I am fairly certain that if I had not left Seventh Day Adventism, I would either be working in some "true" version of SDA belief or dead. You seem to have the ability to set aside some of the more toxic teachings and resign them to either an exaggeration or a misinterpretation.
The problem comes when one takes the writings of Ellen White exactly as she claims. She claims that all her writings are God inspired and that they have authority to explain what God wants us to do. And the implication is that if we don't follow these writings then God will not bless us and eventually we may even be rejected by God.
I grew up in a culture and family that treated these instructions very seriously and solemnly. There was not a lot of room to think for myself. There was a lot of emphasis on following exactly what God instructed in the form of the Spirit of Prophecy with a lot of mythology about what happens when you don't follow these instructions.
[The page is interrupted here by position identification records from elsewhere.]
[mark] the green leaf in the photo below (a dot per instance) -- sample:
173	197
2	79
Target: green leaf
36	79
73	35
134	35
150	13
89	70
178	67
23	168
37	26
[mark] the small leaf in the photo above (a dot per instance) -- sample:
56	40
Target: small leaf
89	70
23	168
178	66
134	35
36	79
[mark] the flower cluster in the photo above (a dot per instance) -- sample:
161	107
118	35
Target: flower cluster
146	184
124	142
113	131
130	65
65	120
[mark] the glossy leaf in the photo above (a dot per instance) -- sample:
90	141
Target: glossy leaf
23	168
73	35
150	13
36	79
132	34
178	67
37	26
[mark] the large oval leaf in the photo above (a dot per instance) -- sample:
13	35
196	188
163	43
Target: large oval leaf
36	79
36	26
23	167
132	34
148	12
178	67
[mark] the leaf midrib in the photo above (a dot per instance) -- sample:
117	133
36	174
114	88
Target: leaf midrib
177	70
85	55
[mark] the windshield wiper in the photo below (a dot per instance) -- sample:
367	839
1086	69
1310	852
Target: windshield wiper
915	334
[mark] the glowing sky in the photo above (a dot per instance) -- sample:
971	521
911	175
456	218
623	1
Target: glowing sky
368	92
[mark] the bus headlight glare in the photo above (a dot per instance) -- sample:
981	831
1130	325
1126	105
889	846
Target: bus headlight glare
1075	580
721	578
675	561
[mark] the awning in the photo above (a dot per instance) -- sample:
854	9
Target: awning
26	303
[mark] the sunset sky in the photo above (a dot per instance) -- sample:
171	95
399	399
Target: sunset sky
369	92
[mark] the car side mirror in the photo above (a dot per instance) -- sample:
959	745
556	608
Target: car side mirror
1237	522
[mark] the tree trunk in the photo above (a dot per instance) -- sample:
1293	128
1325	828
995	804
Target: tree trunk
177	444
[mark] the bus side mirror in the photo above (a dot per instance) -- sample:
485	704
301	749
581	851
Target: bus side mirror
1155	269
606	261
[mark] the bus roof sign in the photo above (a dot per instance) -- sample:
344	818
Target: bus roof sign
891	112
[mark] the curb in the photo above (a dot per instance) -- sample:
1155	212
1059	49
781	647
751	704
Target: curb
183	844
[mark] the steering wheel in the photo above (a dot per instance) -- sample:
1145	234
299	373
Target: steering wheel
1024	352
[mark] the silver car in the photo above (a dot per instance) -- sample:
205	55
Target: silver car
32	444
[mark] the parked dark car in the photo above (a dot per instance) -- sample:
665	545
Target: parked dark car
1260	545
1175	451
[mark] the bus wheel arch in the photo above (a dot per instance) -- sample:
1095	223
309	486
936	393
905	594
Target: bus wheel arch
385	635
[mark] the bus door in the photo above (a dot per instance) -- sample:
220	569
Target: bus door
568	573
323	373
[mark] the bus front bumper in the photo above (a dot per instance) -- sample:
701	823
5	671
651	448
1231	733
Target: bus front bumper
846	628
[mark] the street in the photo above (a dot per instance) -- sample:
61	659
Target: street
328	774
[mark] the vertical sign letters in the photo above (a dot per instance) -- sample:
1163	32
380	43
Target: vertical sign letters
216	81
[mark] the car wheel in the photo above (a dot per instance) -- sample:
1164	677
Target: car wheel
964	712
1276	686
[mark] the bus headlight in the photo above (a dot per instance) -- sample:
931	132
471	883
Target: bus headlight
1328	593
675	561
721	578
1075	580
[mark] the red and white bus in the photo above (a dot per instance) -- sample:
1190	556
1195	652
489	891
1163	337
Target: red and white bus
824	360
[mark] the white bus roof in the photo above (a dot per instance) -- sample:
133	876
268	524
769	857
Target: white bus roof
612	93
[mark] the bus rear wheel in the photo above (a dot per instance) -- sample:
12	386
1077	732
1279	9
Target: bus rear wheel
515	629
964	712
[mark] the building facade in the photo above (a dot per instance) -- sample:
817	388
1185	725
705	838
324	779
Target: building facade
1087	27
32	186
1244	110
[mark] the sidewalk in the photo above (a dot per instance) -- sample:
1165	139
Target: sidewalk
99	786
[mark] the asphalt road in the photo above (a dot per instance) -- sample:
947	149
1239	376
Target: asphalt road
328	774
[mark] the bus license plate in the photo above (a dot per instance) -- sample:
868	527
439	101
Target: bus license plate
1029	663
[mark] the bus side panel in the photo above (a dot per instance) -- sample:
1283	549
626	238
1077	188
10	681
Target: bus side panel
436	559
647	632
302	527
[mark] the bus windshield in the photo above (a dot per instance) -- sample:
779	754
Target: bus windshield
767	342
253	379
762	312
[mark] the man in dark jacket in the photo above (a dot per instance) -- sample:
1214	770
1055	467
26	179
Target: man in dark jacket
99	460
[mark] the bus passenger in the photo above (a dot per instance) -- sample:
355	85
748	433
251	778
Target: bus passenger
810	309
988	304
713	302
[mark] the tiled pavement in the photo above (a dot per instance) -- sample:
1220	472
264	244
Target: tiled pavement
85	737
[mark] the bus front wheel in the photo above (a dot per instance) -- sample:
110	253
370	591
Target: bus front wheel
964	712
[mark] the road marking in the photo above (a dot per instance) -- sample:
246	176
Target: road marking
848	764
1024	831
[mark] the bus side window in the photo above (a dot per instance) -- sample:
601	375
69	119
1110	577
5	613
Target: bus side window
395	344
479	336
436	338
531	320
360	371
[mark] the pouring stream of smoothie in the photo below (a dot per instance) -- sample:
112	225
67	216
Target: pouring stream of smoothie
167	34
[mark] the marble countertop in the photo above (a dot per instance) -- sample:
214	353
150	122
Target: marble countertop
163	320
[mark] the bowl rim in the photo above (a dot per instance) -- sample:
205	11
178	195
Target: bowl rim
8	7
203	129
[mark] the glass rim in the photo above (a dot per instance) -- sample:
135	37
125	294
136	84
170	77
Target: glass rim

Fortunately for me, I have since discovered that most of this stuff is simply not true and is based on a lot of need for control and has very little to do with either spirituality or maturity.
So, you may find solace in the idea that God provides an anchor. I simply do not. The idea of a God that requires all the mental gymnastics that people go through to make sense of it, is highly unappealing to me. I find that I experience far greater peace, joy, and happiness apart from trying to figure out what God wants.